🤖 AI Summary
This work addresses the reliability of open-source large language models (LLMs) in extracting critical information—such as admission diagnosis, significant in-hospital events, and follow-up recommendations—from clinical discharge summaries. We propose the first fine-grained hallucination classification and attribution evaluation framework specifically designed for clinical summarization. Our methodology integrates BERTScore/ROUGE metrics, customized event-matching rules, double-blind human annotation, adversarial prompting, and uncertainty calibration. Empirical evaluation reveals that mainstream open-source LLMs exhibit hallucination rates of 31–67%, predominantly manifesting as structural omissions, temporal misalignment, and fabricated diagnoses. To mitigate these issues, we introduce a lightweight post-processing module that operates without modifying the underlying model architecture. This intervention improves F1 score for key event extraction by 12.4%, substantially enhancing the clinical credibility and factual consistency of generated summaries.
📝 Abstract
Clinical summarization is crucial in healthcare as it distills complex medical data into digestible information, enhancing patient understanding and care management. Large language models (LLMs) have shown significant potential in automating and improving the accuracy of such summarizations due to their advanced natural language understanding capabilities. These models are particularly applicable in the context of summarizing medical/clinical texts, where precise and concise information transfer is essential.

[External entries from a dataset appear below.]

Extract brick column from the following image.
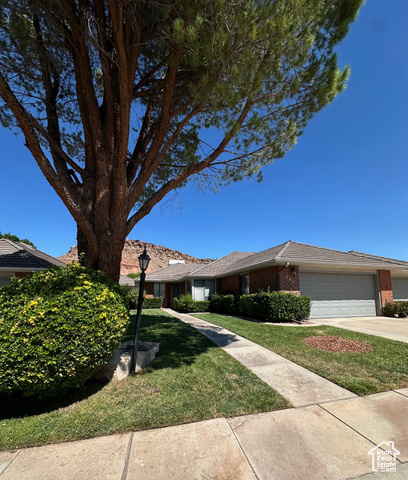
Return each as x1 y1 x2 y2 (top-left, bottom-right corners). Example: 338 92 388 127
279 265 300 297
377 270 394 311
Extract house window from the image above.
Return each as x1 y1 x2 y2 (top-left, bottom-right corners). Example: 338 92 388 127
193 280 215 301
153 283 166 298
239 273 249 295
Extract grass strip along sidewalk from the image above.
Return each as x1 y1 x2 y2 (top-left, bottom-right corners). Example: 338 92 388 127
0 310 289 450
194 313 408 395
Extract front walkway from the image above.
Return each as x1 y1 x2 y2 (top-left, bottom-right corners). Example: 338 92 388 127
311 317 408 343
163 308 357 407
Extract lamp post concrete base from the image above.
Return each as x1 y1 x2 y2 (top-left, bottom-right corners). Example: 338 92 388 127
93 340 159 382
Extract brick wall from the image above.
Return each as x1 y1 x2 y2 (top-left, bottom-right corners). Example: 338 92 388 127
377 270 394 309
219 275 239 295
163 283 171 308
279 265 300 297
249 265 282 293
144 282 154 296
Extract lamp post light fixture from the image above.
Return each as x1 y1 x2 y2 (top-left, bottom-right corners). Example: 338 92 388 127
130 245 150 373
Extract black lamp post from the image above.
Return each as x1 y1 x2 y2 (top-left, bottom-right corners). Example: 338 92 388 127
130 245 150 373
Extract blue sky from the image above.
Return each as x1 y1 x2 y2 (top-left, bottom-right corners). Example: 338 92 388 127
0 0 408 260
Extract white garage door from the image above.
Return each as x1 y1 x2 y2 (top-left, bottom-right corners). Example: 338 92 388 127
299 272 377 318
392 278 408 300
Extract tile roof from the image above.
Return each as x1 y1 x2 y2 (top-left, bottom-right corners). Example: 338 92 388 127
142 240 408 282
191 252 253 278
143 263 203 283
347 250 408 266
222 240 408 274
0 238 65 271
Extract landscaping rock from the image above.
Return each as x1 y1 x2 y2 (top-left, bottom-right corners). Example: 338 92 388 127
93 340 159 382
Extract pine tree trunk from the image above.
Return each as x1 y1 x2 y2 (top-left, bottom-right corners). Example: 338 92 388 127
77 227 126 282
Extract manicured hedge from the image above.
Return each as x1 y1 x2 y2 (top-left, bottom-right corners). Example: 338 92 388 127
173 293 210 313
143 297 163 308
384 301 408 318
0 264 128 396
239 292 311 321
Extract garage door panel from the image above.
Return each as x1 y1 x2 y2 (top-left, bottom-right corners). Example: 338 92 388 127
299 272 376 318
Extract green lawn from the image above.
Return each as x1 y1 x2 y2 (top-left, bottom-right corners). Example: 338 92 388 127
194 313 408 395
0 310 290 450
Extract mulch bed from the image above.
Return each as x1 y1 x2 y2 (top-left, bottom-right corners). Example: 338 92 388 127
303 335 373 353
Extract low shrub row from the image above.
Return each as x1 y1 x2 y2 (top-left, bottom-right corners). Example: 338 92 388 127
173 293 210 313
210 291 311 321
239 292 311 322
384 301 408 318
143 297 163 308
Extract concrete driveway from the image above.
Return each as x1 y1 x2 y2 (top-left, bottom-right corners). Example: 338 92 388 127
311 317 408 343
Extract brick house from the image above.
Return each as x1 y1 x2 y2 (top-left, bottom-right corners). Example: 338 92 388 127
0 238 65 288
141 241 408 318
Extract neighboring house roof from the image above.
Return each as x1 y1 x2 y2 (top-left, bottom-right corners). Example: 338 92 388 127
191 252 253 278
142 240 408 282
0 238 65 272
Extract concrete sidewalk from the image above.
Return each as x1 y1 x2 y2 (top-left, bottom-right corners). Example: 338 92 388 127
163 308 357 407
0 388 408 480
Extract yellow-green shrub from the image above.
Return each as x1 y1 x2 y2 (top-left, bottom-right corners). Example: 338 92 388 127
0 264 128 396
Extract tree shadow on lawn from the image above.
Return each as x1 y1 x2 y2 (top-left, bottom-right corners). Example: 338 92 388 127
134 314 235 374
0 379 105 420
0 314 223 420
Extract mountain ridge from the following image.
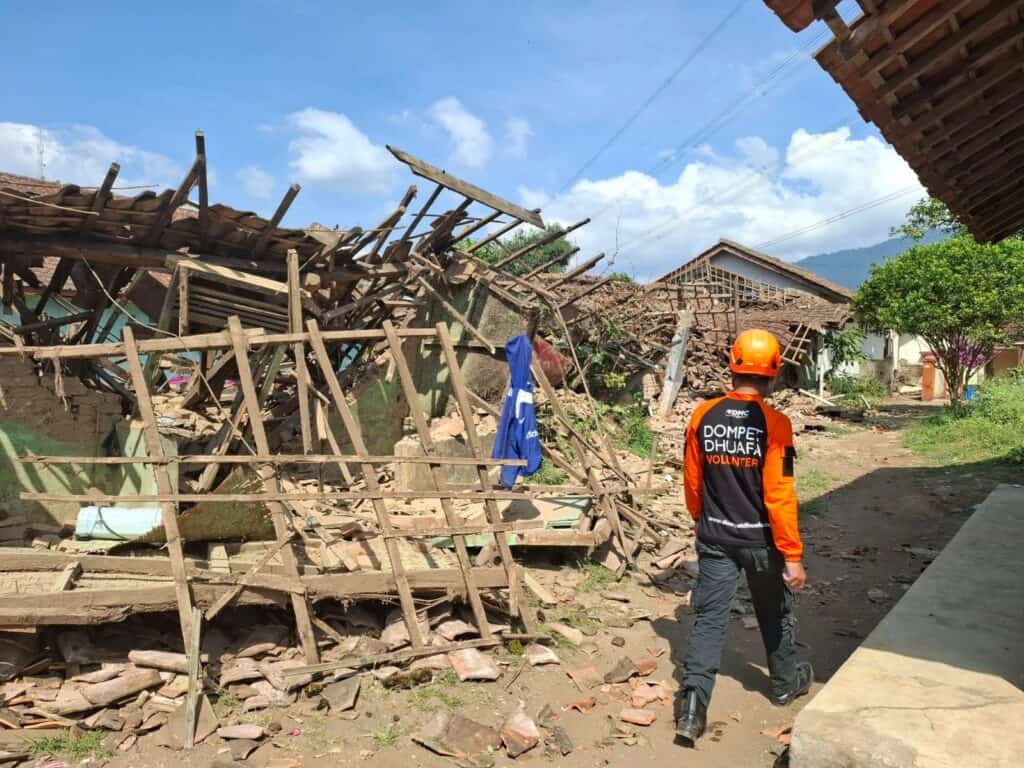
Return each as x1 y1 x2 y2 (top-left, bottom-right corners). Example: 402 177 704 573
793 229 949 291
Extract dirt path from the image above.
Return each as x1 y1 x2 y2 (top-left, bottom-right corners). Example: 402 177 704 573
111 408 1007 768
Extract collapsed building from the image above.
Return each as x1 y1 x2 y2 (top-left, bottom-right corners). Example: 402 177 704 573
0 135 704 749
0 134 849 749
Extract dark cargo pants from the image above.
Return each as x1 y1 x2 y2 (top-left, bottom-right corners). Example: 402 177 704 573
683 542 797 705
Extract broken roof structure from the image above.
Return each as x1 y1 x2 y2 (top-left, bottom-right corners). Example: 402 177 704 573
0 134 688 696
765 0 1024 242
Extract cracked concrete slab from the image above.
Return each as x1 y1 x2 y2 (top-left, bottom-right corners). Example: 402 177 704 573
790 485 1024 768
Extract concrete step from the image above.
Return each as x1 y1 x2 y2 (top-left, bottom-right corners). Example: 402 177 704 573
790 485 1024 768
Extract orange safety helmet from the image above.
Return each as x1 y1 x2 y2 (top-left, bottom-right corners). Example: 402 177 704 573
729 328 782 379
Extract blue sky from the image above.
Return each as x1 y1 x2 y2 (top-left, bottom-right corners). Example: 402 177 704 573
0 0 916 276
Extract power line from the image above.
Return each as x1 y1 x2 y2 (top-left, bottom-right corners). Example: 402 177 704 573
558 0 746 196
569 30 831 226
623 110 857 252
754 184 921 251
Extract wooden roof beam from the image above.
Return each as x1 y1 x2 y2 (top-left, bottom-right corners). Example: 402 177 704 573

In this paper, we investigate the effectiveness of open-source LLMs in extracting key events from discharge reports, such as reasons for hospital admission, significant in-hospital events, and critical follow-up actions. In addition, we also assess the prevalence of various types of hallucinations in the summaries produced by these models. Detecting hallucinations is vital as it directly influences the reliability of the information, potentially affecting patient care and treatment outcomes. We conduct comprehensive numerical simulations to rigorously evaluate the performance of these models, further probing the accuracy and fidelity of the extracted content in clinical summarization.